= Jacksonville Municipal Airport (Illinois) =

Airport in Illinois, U.S.

Jacksonville Municipal Airport is a civil, public-use airport located 3 mile north of the town of Jacksonville, Illinois. The airport is publicly owned by the City of Jacksonville. The airport's first Master Plan was introduced in 1948.

The airport received $2.14 million from the State of Illinois as part of the REBUILD Illinois program during the COVID-19 pandemic. Money was allocated both to acquiring snow removal equipment and constructing a partial parallel taxiway to the end of runway 22.

== Facilities and aircraft ==
The airport has two asphalt runways. Runway 13/31 is 5000 x 75 ft, while runway 4/22 is 4001 x 75 ft.

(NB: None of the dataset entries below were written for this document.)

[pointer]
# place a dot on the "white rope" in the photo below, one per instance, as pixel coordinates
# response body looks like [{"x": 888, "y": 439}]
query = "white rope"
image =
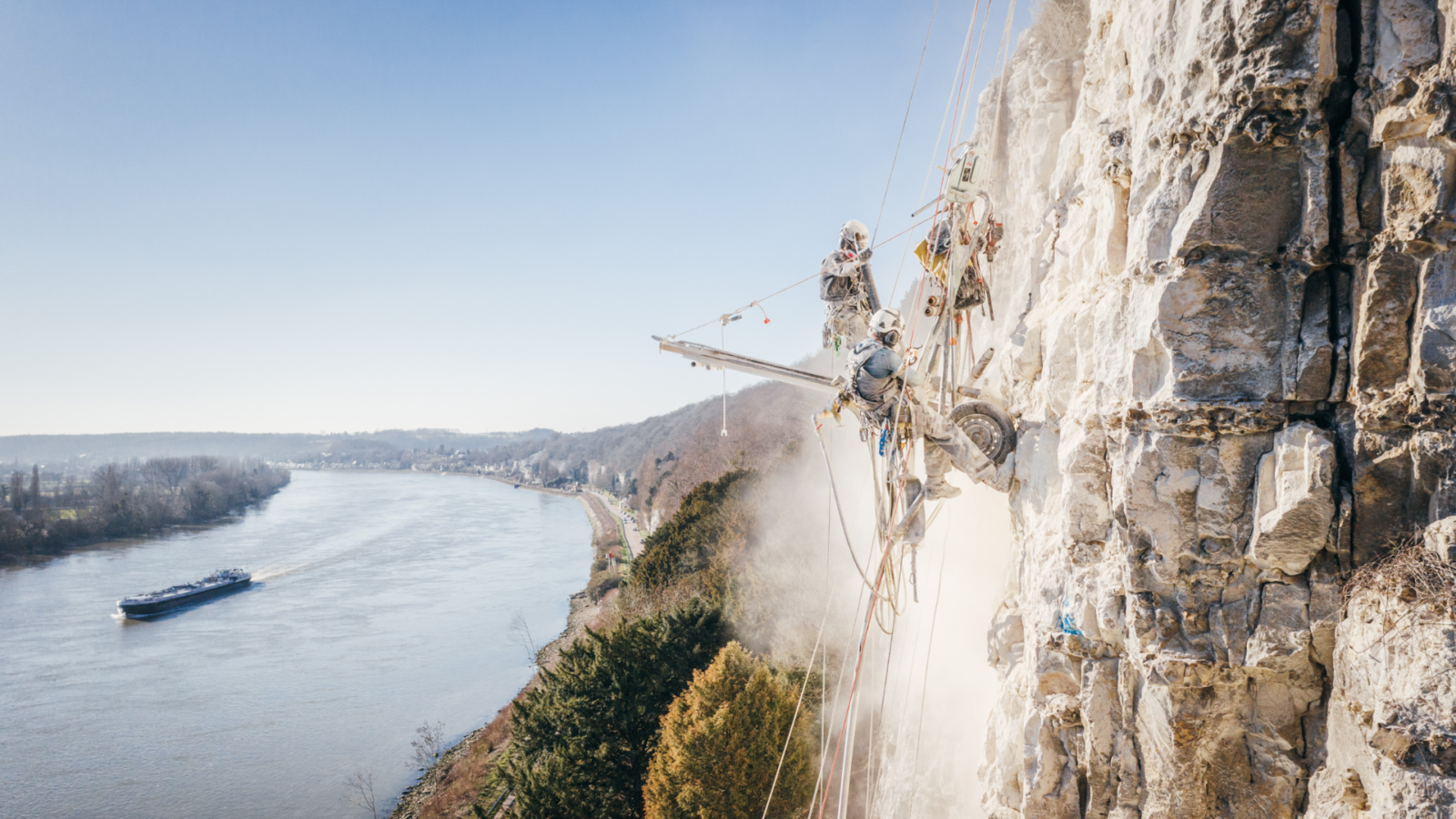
[
  {"x": 935, "y": 152},
  {"x": 906, "y": 121},
  {"x": 1001, "y": 72},
  {"x": 808, "y": 672},
  {"x": 970, "y": 85}
]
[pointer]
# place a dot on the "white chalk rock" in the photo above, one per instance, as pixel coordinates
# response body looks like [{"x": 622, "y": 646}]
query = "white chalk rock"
[{"x": 1293, "y": 500}]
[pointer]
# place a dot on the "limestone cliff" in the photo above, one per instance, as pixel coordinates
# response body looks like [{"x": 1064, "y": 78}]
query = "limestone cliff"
[{"x": 1227, "y": 325}]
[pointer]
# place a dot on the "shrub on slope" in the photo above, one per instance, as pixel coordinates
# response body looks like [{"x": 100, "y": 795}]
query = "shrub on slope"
[
  {"x": 721, "y": 743},
  {"x": 584, "y": 738},
  {"x": 713, "y": 521}
]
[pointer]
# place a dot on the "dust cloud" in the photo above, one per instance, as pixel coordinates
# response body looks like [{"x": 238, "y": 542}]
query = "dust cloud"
[{"x": 925, "y": 691}]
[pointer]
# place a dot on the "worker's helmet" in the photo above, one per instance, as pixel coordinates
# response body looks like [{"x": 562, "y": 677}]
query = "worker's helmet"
[
  {"x": 887, "y": 325},
  {"x": 854, "y": 235}
]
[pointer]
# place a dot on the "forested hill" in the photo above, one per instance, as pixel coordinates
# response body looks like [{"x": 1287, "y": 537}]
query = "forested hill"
[
  {"x": 300, "y": 448},
  {"x": 654, "y": 462}
]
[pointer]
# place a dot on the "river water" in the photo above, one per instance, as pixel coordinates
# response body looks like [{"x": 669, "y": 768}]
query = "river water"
[{"x": 380, "y": 601}]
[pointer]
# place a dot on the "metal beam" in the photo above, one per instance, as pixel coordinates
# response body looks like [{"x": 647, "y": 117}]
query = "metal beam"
[{"x": 713, "y": 358}]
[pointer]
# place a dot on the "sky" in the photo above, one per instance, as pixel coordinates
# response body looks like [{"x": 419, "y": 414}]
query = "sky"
[{"x": 315, "y": 216}]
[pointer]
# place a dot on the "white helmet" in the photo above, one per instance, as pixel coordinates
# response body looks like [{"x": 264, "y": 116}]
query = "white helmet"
[
  {"x": 887, "y": 325},
  {"x": 854, "y": 235}
]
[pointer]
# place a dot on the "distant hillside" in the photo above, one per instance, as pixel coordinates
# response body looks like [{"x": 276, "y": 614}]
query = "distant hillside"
[{"x": 79, "y": 450}]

For the 12-month period ending February 29, 2020, the airport averages 33 aircraft operations per day, or about 12,000 per year. This consists of 92% general aviation and 8% air taxi. For that same period, there are 27 aircraft based on the field: 23 single-engine, 3 multi-engine, and 1 helicopter.

The airport operates its own fixed-base operator (FBO) on the airport, offering services like fuel, aircraft parking, hangars, a passenger terminal, and courtesy cars. Flight training, aircraft rental, and pilot supplies are also available. Maintenance facilities are also available at the airport.

== Attractions ==
The airport is located near both Illinois College and the former MacMurray College. The closest major airport is Abraham Lincoln Capital Airport in Springfield, Illinois.

The airport is home to EAA Chapter 137, which hosts a variety of events at the airport, like pancake breakfast fundraisers and weekly meetings. In 2022, the chapter hosted a stop for members of the International Stinson Club during the Stinson Summit.